Buon inizio di settimana! Oggi vi beccate una citazione tratta da Le intermittenze della morte di José Saramago: l’ho appena finito e non posso davvero non lasciarvi un assaggio di questo straordinario romanzo.
Erano le tre del mattino quando il cardinale dovette essere trasportato di corsa all’ospedale con un attacco di appendicite acuta che obbligò a un intervento chirurgico immediato. Prima di essere risucchiato nel tunnel dell’anestesia, in quel breve instante che precede la perdita totale della coscienza, pensò quello che tanti hanno pensato, che durante l’operazione poteva anche morire, poi si ricordò che ormai non era più possibile, e infine, in un ultimo barlume di lucidità, gli passò ancora per la mente l’idea che se, nonostante tutto, fosse morto, questo avrebbe significato che, paradossalmente, aveva vinto la morte. Trascinato da un’inarrestabile ansia sacrificale stava per implorare a dio che lo ammazzasse, ma non fece più in tempo a mettere ordine alle parole. L’anestesia lo risparmiò al supremo sacrilegio di voler trasferire i poteri della morte a un dio più generalmente conosciuto come datore di vita.

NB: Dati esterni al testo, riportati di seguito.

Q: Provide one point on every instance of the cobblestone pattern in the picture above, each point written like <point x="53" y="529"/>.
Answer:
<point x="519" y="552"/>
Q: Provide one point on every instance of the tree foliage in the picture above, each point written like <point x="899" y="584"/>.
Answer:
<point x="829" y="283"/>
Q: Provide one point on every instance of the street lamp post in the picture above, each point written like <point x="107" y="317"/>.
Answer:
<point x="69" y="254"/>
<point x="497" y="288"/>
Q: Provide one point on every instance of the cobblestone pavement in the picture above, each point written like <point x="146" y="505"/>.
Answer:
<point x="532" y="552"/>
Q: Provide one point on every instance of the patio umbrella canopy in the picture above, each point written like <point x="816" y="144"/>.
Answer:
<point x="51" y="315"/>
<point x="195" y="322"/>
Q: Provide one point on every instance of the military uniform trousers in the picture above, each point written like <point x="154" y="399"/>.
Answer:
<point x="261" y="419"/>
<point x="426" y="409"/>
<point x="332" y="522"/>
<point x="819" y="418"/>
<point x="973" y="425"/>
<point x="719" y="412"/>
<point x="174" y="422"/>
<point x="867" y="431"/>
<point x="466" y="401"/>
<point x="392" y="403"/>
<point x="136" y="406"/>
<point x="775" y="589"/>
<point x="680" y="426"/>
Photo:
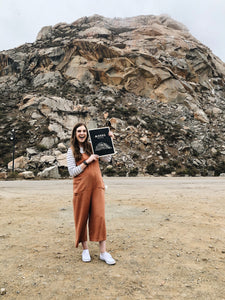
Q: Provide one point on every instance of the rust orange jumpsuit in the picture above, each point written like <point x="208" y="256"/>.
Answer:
<point x="89" y="203"/>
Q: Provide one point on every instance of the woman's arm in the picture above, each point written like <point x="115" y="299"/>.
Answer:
<point x="73" y="169"/>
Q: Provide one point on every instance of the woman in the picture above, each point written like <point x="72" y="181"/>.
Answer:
<point x="88" y="193"/>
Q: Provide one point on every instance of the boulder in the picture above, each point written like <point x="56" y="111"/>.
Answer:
<point x="51" y="172"/>
<point x="27" y="175"/>
<point x="19" y="163"/>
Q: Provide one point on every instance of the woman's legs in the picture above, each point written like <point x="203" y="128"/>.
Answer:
<point x="85" y="245"/>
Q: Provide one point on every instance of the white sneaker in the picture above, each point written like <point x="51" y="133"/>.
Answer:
<point x="86" y="256"/>
<point x="107" y="258"/>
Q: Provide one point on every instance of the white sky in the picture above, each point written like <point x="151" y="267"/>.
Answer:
<point x="21" y="20"/>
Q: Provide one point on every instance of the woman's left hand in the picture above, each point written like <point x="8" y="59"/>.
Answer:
<point x="111" y="134"/>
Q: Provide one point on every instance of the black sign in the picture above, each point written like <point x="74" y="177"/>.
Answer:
<point x="101" y="142"/>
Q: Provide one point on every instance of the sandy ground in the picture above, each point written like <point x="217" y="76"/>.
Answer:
<point x="166" y="234"/>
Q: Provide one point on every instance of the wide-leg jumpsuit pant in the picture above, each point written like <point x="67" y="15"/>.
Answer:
<point x="89" y="203"/>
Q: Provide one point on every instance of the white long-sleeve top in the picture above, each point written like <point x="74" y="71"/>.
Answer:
<point x="75" y="170"/>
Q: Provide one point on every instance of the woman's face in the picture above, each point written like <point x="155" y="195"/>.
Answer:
<point x="81" y="134"/>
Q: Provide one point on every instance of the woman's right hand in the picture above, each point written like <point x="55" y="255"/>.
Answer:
<point x="92" y="158"/>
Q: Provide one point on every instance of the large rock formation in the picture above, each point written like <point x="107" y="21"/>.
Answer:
<point x="160" y="90"/>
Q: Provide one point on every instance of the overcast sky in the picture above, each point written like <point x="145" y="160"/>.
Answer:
<point x="21" y="20"/>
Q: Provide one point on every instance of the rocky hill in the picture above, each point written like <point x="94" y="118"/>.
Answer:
<point x="161" y="91"/>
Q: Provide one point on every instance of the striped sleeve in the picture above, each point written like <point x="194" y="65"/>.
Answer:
<point x="73" y="169"/>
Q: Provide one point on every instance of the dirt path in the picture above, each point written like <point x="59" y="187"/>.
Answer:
<point x="166" y="234"/>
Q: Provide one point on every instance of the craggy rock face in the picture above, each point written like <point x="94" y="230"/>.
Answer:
<point x="159" y="88"/>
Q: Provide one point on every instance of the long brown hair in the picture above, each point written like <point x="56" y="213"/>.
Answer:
<point x="75" y="145"/>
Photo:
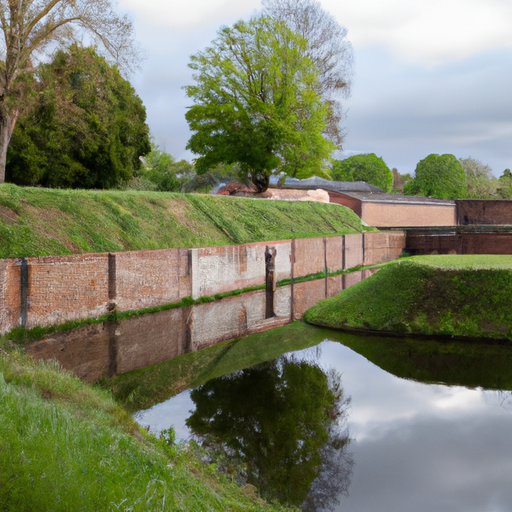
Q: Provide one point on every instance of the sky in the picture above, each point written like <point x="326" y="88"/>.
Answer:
<point x="430" y="76"/>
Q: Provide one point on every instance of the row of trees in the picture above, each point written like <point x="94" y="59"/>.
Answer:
<point x="266" y="96"/>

In un non meglio identificato Paese, allo scoccare della mezzanotte di un 31 dicembre, s’instaura l’eternità, perché nessuno muore più. L’avvenimento suscita a tutta prima sentimenti di giubilo e felicità, ma crea anche scompiglio in ogni strato sociale: dal governo alle compagnie di assicurazione, dalle agenzie di pompe funebri alle case di riposo e, soprattutto, nella chiesa, la cui voce di protesta si leva alta e forte: senza morte non c’è più resurrezione, e senza resurrezione non c’è più chiesa… Dopo sette mesi di ” tregua unilaterale”, con una missiva indirizzata ai mezzi di comunicazione, la morte dichiara di interrompere quel suo “sciopero” e di riprendere il proprio impegno con l’umanità.